Nous pouvions déjà nous interroger en ce sens avec le logion 1 qui nous disait :
« Celui qui trouve le sens de ces paroles ne goûtera pas la mort. »
Mais il nous invitait à chercher, à réfléchir sur des paroles révélées contenues ensuite dans l'ensemble des logia.
Par contre, dans ce logion 13, la position est hermétique : rien ne sera dit !
Les paroles cachées...
La conclusion de ce logion est une source de frustration.
On peut certes admettre que le Seigneur se révèle mieux à des disciples qui soient plus aptes à l'entendre, à le comprendre sur certains points, mais ceci fragilise l'Eglise comme collectivité des disciples.
Nous trouvons dans la Bible d'autres exemples de paroles cachées.
Dans l'Ancien Testament, notamment quand Daniel s'entend dire :
« Toi, Daniel, tiens secrètes ces paroles, et scelle le livre jusqu'au temps de la fin.

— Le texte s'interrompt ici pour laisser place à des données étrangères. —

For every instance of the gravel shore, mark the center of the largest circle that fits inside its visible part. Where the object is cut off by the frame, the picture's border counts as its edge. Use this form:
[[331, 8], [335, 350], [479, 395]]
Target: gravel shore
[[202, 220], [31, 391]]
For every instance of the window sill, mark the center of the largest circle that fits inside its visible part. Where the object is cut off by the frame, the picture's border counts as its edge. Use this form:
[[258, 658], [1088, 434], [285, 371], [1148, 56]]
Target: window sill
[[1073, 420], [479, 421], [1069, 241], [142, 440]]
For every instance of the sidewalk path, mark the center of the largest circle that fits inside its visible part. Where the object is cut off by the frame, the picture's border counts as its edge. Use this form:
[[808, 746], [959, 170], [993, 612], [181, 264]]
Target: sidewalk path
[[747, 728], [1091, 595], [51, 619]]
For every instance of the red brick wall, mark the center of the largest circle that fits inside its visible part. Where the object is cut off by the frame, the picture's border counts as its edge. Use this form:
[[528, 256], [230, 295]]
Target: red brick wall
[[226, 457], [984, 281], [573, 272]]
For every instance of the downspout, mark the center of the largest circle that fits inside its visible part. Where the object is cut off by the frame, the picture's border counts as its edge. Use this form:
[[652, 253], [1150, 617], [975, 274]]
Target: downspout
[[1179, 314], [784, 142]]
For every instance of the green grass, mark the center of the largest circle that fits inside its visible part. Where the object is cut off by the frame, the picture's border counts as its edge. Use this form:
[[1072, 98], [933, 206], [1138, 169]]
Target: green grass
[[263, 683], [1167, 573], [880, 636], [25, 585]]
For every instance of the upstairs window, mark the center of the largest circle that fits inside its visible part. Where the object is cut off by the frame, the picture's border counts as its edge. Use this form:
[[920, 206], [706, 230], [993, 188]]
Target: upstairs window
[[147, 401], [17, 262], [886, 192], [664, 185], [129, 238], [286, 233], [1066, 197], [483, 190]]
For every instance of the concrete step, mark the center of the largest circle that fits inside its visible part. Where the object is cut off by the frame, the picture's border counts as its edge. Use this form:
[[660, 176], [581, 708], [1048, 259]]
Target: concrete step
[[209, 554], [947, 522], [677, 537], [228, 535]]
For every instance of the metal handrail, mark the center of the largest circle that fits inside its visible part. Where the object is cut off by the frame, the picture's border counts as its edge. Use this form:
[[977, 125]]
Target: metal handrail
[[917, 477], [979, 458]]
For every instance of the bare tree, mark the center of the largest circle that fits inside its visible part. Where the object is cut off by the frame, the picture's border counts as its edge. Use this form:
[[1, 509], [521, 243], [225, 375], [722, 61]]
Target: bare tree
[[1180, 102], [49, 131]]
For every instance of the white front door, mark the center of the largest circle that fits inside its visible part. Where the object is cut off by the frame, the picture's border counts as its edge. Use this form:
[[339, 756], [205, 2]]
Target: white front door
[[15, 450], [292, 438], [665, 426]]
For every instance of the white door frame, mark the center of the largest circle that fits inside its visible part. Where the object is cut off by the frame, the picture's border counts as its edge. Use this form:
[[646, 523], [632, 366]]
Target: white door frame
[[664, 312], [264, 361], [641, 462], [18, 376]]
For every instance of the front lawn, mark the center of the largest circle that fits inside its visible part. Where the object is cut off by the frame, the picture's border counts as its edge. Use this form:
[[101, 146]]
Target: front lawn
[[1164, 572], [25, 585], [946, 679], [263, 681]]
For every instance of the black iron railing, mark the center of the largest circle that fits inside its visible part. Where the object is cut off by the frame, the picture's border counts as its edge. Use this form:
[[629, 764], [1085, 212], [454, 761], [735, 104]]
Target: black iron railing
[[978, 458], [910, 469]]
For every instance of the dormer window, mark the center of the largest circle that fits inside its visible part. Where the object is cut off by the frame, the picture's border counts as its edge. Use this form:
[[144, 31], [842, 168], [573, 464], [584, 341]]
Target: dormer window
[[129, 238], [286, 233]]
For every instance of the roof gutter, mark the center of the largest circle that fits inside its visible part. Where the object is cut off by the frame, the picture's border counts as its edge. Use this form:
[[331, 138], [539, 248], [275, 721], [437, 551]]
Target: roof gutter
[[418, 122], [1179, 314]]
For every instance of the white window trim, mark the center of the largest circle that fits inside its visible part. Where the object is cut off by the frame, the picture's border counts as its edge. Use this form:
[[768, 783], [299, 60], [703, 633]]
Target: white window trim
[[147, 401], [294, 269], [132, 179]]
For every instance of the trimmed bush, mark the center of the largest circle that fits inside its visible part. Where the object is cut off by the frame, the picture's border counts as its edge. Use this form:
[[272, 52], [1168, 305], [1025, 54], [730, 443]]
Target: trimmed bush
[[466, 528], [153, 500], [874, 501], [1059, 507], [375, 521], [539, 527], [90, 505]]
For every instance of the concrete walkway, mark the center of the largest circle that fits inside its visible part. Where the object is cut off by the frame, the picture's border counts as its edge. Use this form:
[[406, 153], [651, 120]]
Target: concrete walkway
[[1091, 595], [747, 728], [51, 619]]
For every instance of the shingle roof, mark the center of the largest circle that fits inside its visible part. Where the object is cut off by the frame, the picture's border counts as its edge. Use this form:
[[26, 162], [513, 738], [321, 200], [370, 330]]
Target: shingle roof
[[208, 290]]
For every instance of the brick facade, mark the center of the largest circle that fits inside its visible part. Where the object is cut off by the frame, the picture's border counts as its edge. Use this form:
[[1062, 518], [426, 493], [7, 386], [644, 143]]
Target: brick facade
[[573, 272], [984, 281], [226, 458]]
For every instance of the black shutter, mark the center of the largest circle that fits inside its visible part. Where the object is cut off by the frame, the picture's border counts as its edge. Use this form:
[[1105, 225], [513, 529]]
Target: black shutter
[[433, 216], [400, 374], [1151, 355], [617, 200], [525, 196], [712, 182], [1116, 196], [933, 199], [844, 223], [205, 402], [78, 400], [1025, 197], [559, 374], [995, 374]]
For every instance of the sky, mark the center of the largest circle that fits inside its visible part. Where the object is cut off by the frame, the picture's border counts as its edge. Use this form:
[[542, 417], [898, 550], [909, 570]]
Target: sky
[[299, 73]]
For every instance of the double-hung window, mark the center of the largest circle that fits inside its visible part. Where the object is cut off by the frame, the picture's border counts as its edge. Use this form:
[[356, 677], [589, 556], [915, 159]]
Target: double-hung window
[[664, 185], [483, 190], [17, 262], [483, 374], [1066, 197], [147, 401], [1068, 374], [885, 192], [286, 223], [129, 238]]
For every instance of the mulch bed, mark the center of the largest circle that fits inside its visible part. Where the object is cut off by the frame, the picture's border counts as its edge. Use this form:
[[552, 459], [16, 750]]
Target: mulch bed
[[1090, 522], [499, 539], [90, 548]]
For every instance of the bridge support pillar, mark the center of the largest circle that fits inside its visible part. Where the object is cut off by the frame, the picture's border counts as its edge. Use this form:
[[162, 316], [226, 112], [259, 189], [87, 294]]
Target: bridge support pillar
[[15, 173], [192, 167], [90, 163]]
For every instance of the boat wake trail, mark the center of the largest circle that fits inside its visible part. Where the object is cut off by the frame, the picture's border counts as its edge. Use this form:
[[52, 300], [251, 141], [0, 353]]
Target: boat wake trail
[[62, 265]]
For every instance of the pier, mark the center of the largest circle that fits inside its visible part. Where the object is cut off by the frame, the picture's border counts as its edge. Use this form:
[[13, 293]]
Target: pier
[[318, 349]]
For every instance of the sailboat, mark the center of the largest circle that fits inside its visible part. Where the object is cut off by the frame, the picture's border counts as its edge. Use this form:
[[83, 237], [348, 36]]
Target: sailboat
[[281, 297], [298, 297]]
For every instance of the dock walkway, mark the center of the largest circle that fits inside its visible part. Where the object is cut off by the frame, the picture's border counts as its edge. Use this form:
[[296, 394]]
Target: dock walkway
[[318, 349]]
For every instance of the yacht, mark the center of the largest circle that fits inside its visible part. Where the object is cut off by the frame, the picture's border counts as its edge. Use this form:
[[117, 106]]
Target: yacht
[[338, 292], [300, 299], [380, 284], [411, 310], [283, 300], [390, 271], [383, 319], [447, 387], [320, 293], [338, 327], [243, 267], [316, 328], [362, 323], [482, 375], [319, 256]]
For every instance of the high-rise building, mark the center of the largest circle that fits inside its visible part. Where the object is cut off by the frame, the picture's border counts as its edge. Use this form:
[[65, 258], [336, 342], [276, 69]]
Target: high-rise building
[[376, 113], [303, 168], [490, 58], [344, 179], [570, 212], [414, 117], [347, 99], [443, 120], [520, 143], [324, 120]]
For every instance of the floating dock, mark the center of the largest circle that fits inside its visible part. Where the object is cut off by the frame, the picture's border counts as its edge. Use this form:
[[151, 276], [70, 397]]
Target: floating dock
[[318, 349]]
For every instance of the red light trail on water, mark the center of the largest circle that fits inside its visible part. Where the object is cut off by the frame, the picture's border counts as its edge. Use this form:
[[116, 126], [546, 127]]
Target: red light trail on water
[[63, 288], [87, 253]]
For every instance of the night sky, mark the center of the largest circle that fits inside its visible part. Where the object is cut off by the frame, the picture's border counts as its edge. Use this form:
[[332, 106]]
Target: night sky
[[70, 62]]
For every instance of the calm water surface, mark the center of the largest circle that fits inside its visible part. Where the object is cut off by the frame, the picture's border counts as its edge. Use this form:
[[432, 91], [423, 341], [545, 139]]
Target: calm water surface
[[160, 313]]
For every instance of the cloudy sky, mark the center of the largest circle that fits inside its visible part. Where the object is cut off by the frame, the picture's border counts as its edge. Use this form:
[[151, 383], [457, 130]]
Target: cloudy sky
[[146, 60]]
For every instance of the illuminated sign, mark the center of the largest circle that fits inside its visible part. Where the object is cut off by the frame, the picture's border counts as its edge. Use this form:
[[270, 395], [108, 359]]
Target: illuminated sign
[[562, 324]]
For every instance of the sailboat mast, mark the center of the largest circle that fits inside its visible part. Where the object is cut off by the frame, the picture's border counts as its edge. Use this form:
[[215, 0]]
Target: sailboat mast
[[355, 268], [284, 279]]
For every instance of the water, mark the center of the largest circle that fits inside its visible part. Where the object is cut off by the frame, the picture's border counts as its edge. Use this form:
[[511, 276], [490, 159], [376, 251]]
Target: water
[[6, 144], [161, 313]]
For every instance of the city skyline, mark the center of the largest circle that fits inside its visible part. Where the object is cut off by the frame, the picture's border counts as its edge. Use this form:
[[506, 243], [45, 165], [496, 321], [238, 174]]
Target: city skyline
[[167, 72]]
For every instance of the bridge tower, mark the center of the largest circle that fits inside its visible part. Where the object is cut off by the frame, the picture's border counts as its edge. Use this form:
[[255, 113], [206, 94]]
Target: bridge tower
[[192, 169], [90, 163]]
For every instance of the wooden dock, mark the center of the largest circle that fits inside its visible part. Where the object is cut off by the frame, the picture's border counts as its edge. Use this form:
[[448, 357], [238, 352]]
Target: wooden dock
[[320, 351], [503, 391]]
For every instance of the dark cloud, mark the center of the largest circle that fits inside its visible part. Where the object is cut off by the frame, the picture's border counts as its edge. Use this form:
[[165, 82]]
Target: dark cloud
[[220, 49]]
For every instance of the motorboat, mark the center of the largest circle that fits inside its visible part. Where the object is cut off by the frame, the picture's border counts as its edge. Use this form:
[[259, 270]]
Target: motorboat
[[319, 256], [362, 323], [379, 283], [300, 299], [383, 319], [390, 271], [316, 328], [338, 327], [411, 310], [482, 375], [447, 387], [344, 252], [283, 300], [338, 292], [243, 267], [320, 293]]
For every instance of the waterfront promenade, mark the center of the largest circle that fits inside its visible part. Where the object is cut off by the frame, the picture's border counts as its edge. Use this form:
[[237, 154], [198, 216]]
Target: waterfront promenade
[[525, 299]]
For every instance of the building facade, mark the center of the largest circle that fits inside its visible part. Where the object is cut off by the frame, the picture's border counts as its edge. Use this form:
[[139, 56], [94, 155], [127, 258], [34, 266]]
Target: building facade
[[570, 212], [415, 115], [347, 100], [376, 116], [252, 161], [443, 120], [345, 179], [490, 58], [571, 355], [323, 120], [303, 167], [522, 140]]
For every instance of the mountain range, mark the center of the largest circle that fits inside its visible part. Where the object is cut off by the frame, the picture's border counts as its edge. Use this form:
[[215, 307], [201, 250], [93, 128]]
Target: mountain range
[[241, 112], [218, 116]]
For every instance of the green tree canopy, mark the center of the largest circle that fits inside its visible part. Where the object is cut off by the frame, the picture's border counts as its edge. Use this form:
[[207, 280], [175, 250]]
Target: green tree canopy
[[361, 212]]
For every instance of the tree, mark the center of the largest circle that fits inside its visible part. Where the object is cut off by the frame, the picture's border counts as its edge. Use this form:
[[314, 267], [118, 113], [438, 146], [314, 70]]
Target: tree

Plusieurs alors le liront, et la connaissance augmentera. » (Daniel 12.4)
Les paroles de ce livre resteront scellées plusieurs siècles jusqu'au jour où :
« Je vis, sur la droite de Celui qui était assis sur le trône, un livre écrit au recto et au verso, scellé de sept sceaux. » (Apocalypse 5.1)
Le Livre de l'Apocalypse va révéler le contenu du Livre de Daniel... cependant d'autres paroles ne le seront pas :
« Scelle au secret ce que les sept tonnerres ont dit et ne l'écris pas ! » (Apocalypse 10.3)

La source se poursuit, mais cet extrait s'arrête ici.